Para compreendermos o Evangelho deste final de semana, Mt 20,1-16, precisamos entender o convite de Isaías a voltar para Deus, porque os pensamentos e os caminhos Dele não são como os nossos: “Estão meus caminhos tão acima dos vossos caminhos e meus pensamentos acima dos vossos pensamentos, quanto está o céu acima da terra”. Poderíamos dizer que o metro de Deus é muito diferente do nosso.
Conta Jesus aos discípulos: o Reino dos céus é como a história do patrão que saiu para contratar trabalhadores para a sua vinha.

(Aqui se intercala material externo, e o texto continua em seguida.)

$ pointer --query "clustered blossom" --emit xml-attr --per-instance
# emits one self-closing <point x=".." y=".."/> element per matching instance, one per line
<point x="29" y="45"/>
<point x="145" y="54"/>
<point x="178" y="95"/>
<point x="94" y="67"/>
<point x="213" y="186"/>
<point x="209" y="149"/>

Saiu de madrugada e contratou alguns, combinando uma moeda de prata por dia. Saiu pelas nove horas e fez o mesmo, assim ao meio-dia e às 17 horas, prometendo pagar-lhes o que fosse justo.
Chegando na hora do acerto, chamou os da última hora e pagou uma moeda de prata e assim sucessivamente a todos. Os das primeiras horas começaram a reclamar que o patrão estava sendo injusto por retribuir a cada um o mesmo valor. Ao que o patrão responde: “Não combinamos uma moeda de prata? Toma o que é teu e volta para casa! Ou estás com inveja porque estou sendo bom?”

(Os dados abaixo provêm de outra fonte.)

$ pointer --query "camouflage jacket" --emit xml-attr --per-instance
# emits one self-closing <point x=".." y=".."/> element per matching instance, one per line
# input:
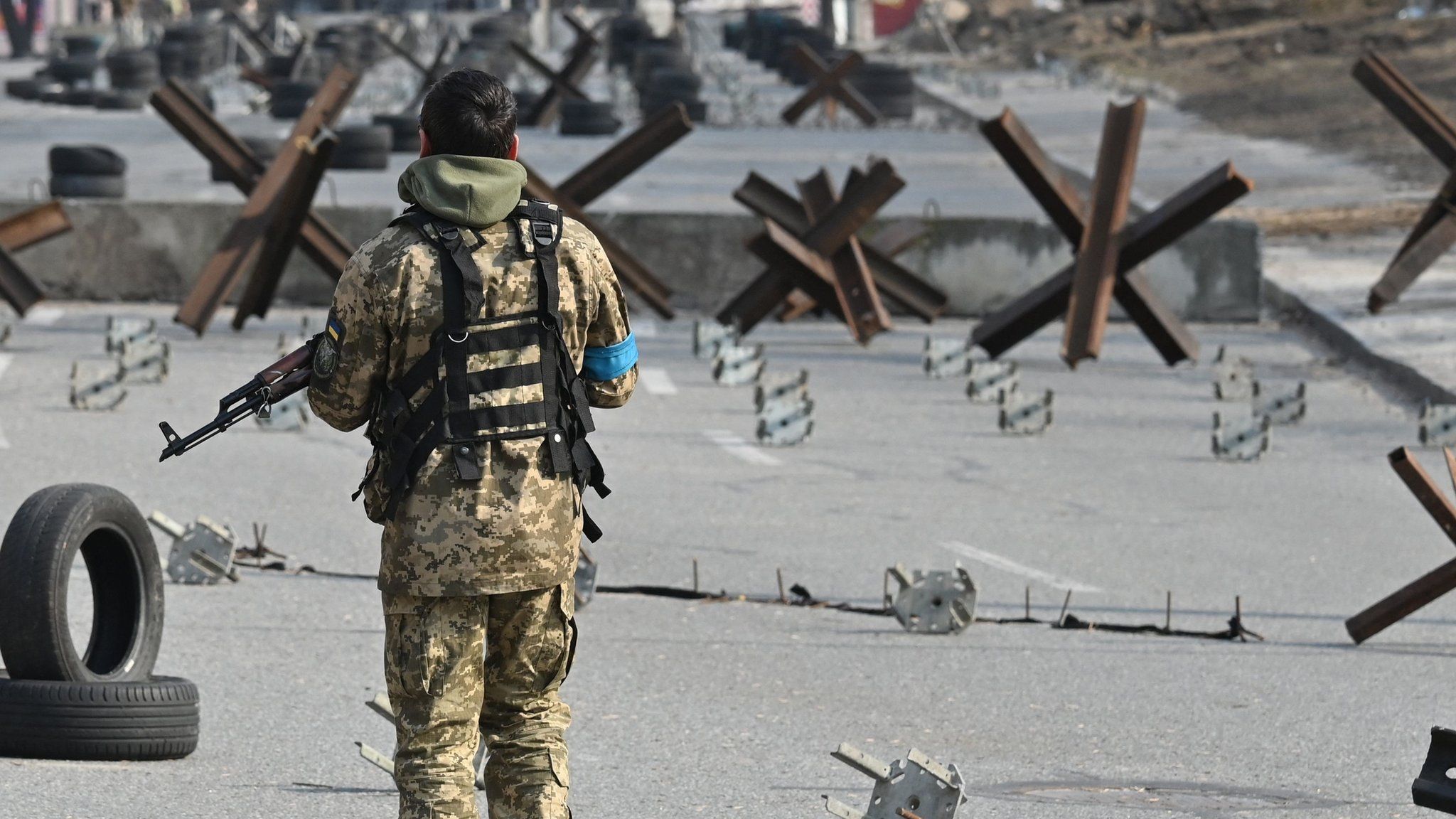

Se não lermos com atenção e procurando compreender o pensamento de Jesus, podemos cair no mesmo erro dos trabalhadores da primeira hora e julgar que o patrão estaria sendo injusto por pagar a todos o mesmo valor. É que estamos contaminados com a mentalidade da meritocracia e não pela justiça distributiva, a justiça do Reino.
A justiça do Reino se manifesta no agir de Deus, o dono da vinha, que cumpre a palavra e atende a todos, convidando a atitudes novas. Trabalhar em sua vinha não torna uns mais merecedores que outros. Cada um de nós, com a própria história, seguindo a justiça do Reino, entramos na dinâmica do amor de Deus, tornando-nos objeto da bondade e misericórdia divinas.

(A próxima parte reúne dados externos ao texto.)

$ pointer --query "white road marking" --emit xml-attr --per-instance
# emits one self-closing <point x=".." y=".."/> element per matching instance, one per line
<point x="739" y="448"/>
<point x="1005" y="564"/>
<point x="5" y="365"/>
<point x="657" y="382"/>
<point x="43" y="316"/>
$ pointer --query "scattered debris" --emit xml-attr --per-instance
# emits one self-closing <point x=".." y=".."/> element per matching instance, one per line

A justiça de Deus iguala por alto, eleva à dignidade todos os seus filhos e filhas. Esse Evangelho convida a uma lógica diferente, não baseada no mérito, mas na solidariedade que aproxima e inclui. Essa é a lógica do Reinado de Deus. Longe de nos achar que somos mais merecedores que outros. Importa que sejamos mais sensíveis, permitindo que os dramas alheios nos interpelem. Não deixemos que a inveja contamine o nosso coração.
Sigamos o convite do profeta: “busquemos o Senhor, enquanto pode ser achado; invoquemo-lo enquanto está perto”. Rezemos com o salmista: “O Senhor é muito bom para com todos, sua ternura abraça toda criatura. Ele está perto da pessoa que o invoca, de todo aquele que o invoca lealmente”. Sigamos a recomendação de Paulo: “só uma coisa importa: vivei à altura do Evangelho de Cristo”.